In that view of the matter, I am of the opinion that the learned 1st Appellate Court has committed substantial errors of law in deciding the issues framed by the learned Trial Judge, by reversing the finding of the learned Trial Judge and the D.W.2 is not the sister of Sk. Mojahar in absence of any positive evidence on behalf of the defendant no.1 and that he has wrongly placed the burden of proof of the negative factor on the plaintiff by ignoring the provisions of Section 101 read with Section 103 of the Indian Evidence Act.

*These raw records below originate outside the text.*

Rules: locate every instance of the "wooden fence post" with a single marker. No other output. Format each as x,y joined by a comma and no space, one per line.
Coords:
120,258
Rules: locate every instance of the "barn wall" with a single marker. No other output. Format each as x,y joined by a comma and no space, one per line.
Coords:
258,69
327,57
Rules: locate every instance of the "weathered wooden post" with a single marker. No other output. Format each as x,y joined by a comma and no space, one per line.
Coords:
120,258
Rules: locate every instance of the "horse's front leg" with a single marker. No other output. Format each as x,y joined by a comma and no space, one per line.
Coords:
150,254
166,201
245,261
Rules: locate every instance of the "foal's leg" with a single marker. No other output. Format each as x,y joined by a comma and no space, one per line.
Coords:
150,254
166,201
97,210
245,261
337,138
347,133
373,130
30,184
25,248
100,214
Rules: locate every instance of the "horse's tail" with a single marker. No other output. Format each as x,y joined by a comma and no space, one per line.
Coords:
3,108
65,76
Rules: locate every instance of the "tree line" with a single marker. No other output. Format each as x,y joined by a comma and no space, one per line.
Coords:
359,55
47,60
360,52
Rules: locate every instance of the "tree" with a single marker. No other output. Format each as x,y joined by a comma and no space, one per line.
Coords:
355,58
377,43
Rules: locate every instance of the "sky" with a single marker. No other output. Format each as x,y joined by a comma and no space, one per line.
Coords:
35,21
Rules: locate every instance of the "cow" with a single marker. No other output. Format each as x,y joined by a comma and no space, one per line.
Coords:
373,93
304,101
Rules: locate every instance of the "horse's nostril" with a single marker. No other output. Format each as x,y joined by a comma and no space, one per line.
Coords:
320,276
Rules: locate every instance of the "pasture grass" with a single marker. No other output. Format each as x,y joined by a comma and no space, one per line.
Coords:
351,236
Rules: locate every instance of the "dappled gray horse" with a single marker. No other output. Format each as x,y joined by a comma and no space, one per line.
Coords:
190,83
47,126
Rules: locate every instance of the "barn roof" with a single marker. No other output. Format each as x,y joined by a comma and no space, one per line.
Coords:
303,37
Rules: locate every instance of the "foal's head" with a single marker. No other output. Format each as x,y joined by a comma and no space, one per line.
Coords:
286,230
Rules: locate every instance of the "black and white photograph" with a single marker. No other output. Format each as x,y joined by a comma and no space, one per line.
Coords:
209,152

Accordingly, in my view, the judgment and decree passed by the learned 1st Appellate Court should be set aside and that of the learned Trial Judge should be affirmed. The appeal is, therefore, allowed. The judgment and decree dated August 31, 2009 passed by the learned 1st Appellate Court stands set aside and the judgment and decree dated September 29, 2006 passed by the learned Trial Judge stands affirmed. Considering the circumstances, there will be no order to as costs.